Our expectation and imagination of how everything shall be resolved at the end is shaken by this scene and the little drama within the big drama of the Gospel. The little drama is this story Jesus tells. It is a radical departure from the common idea of virtuous action or good behaving bringing a reward.

The usual understanding is that one is rewarded for good works done on earth. The idea that “Justice” will come because someone is keeping track of all things in a great “book of life” is shattered by this story. As Matthew sees it, there is no record that the righteous can point to when called before the King. Both the blessed and the condemned are unaware of what really matters. What does matters, it seems, is the stuff they never thought of. What determines their destiny and seals their fate are things to which they never assigned any significance. All that stuff they were doing to look good and win favor or get good point does not matter at all. In the end, it will be something else entirely.

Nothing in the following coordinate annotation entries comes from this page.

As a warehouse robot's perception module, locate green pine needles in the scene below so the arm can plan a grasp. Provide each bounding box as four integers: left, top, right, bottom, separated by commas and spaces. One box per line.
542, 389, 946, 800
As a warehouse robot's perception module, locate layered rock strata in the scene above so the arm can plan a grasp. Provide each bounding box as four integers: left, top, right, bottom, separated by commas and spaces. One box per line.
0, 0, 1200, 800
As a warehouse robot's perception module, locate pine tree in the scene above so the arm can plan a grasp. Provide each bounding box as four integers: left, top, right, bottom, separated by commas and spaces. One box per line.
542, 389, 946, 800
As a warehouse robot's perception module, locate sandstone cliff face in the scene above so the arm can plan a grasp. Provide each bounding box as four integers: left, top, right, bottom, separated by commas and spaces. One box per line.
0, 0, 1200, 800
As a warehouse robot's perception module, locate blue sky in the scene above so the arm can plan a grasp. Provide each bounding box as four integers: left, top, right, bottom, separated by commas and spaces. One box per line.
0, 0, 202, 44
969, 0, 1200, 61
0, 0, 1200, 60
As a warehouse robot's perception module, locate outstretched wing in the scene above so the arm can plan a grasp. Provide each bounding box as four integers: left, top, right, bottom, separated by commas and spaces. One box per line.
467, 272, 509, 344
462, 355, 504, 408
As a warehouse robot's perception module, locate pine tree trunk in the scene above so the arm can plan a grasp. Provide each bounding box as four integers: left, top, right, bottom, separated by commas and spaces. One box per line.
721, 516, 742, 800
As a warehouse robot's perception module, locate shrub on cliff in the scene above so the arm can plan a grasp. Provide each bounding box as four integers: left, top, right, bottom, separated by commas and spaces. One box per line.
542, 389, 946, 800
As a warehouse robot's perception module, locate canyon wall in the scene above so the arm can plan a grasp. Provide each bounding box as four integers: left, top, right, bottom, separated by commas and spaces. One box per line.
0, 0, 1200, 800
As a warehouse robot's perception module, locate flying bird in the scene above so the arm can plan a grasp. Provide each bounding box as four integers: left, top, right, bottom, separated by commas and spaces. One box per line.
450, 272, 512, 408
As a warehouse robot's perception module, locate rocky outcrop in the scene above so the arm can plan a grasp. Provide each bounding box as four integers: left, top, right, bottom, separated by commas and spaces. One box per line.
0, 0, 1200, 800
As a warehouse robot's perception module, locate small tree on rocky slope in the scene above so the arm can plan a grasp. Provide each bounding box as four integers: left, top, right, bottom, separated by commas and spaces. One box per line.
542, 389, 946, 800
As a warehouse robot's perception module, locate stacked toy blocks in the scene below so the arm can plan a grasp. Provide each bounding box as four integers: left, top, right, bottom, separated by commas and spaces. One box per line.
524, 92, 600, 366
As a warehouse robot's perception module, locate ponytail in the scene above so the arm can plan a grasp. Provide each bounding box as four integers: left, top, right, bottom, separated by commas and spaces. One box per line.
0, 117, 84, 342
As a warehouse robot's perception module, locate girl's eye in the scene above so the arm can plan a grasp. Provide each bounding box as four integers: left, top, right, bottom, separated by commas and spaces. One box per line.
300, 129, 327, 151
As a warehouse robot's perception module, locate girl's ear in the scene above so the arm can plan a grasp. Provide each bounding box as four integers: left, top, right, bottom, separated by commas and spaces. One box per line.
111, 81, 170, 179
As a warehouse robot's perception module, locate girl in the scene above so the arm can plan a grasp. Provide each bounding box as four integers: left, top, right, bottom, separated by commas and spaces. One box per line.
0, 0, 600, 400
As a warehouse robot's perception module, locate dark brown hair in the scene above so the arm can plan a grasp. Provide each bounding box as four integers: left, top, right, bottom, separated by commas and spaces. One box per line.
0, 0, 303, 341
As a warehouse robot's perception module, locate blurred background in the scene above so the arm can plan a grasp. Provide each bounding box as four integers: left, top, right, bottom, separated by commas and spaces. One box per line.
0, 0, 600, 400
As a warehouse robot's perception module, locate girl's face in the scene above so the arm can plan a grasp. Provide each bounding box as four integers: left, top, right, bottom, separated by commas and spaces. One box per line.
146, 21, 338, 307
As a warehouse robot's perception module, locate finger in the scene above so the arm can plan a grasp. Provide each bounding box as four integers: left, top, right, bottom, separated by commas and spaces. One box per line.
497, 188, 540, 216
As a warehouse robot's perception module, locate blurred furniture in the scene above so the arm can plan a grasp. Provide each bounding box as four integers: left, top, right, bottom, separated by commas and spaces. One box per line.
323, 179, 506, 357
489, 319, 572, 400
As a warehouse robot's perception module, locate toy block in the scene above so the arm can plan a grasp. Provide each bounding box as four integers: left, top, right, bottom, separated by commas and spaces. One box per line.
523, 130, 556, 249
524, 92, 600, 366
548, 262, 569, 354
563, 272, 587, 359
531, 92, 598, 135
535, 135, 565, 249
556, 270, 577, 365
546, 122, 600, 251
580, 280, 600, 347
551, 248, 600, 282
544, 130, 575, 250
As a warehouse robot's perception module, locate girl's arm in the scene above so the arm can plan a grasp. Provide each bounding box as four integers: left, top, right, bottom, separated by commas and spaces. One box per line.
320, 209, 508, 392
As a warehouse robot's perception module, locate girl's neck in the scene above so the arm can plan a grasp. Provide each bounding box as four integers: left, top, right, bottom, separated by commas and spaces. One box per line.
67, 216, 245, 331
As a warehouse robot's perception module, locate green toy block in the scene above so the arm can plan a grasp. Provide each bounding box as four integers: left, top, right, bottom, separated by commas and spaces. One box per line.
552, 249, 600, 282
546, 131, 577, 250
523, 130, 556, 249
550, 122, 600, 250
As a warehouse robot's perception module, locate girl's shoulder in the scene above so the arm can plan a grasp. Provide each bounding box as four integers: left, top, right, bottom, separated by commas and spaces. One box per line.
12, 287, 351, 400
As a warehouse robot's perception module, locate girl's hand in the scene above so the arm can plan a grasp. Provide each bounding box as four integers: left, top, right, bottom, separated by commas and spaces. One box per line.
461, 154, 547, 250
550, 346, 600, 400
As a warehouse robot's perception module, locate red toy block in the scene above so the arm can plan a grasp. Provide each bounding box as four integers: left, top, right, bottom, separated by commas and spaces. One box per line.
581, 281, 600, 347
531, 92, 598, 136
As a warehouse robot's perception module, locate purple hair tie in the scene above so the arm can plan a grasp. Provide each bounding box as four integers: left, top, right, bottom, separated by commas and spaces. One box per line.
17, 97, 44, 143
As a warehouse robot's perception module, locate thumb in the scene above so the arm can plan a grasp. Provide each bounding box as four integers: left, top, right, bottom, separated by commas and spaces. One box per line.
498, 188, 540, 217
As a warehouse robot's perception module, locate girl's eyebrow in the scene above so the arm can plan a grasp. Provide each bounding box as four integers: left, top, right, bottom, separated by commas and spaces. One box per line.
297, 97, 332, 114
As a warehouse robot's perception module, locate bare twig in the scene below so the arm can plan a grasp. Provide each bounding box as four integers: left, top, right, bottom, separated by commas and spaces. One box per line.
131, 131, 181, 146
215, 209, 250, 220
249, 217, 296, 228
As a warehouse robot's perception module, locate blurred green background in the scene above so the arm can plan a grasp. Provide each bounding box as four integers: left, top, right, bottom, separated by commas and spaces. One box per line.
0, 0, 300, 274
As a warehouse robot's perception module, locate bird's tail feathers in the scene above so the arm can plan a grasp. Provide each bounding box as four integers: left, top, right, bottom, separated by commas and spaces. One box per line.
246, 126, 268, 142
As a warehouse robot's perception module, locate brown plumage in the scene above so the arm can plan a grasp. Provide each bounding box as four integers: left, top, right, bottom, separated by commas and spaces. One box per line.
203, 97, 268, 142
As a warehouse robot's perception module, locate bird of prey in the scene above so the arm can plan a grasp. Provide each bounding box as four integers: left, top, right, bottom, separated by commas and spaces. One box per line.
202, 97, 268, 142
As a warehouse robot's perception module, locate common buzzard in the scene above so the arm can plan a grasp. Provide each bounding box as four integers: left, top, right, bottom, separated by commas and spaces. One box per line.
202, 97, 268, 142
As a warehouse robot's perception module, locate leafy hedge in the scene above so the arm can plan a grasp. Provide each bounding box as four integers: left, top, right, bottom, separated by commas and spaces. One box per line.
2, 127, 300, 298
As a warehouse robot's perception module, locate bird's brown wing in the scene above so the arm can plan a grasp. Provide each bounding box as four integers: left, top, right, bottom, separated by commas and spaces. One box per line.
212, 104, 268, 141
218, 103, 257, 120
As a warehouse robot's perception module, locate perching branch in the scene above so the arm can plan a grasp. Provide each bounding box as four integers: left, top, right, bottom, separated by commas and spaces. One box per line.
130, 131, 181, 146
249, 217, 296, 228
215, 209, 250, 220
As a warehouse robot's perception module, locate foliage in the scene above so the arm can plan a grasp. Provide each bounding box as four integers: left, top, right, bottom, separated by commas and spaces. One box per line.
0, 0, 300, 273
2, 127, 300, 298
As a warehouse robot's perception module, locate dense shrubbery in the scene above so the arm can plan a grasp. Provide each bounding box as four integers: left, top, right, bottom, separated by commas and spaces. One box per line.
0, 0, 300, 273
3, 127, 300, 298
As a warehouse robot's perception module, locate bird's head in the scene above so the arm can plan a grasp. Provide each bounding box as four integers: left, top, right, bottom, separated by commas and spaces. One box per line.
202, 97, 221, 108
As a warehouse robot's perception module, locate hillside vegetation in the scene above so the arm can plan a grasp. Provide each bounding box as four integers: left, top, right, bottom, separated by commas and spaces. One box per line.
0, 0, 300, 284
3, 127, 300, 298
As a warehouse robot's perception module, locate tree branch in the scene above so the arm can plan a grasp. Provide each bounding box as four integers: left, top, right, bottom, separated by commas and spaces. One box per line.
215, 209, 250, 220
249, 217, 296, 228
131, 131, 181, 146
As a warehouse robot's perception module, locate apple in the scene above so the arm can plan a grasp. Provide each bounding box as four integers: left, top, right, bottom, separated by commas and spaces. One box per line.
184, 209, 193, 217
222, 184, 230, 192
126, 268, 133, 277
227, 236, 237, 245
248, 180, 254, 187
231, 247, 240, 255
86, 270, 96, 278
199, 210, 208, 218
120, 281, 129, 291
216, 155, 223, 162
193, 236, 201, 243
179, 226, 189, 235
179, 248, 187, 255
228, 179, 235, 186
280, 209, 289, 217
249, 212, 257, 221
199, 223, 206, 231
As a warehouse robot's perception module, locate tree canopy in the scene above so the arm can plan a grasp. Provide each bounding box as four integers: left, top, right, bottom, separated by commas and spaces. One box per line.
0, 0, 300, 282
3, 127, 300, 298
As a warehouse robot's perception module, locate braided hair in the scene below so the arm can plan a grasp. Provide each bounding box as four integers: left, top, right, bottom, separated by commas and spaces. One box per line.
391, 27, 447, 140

This whole idea flies in the face of what we think Justice is all about. We want it to be something clear-cut. We like to be sure that we’re right. We want to be certain that we are orthodox; that we have all the answers, and possess the truth, and of course, then we can call the shots. That is why this scene is so surprising. Both sides are astonished that the Son of Man does not share their notion of “Justice” and their idea of balancing the books. In fact, the Son of Man does not make the final judgment. He confirms the depth of their actions. He ratifies their behavior. The King, not necessarily the same person, calls and sends one group one way and another group the other way. Matthew suggests here that inconsequential acts of human generosity and compassion that people do without thought of reward or of profit have profound significance for the future as well as for the present. It is not what we get out of it now or ever that matters. In fact, the things from which we get nothing seem to have the most potential. Spontaneous acts of reaching out to another human being make the most difference in this kind of justice, not those where the consequences are measured and chosen for the maximum benefit. In the world’s eyes, that kind of behavior is folly, but not so in this Gospel.

This is not a program of virtues that gains a reward. It suggests with some subtlety that the moment we decide what to do by what we get out of it, we’ve lost it. It suggests the spontaneous acts of human kindness which spring out of a great and noble heart tuned to the presence of Christ are the ones that matter. The message of this final scene is that whenever we give up our rights, our time, even our lives wasting ourselves for others, even for God, then we enter in the company of fools in the eyes of this world. Yet we know and discover perhaps only at the end that the leader of the fools is hidden among the unimportant ones of this world.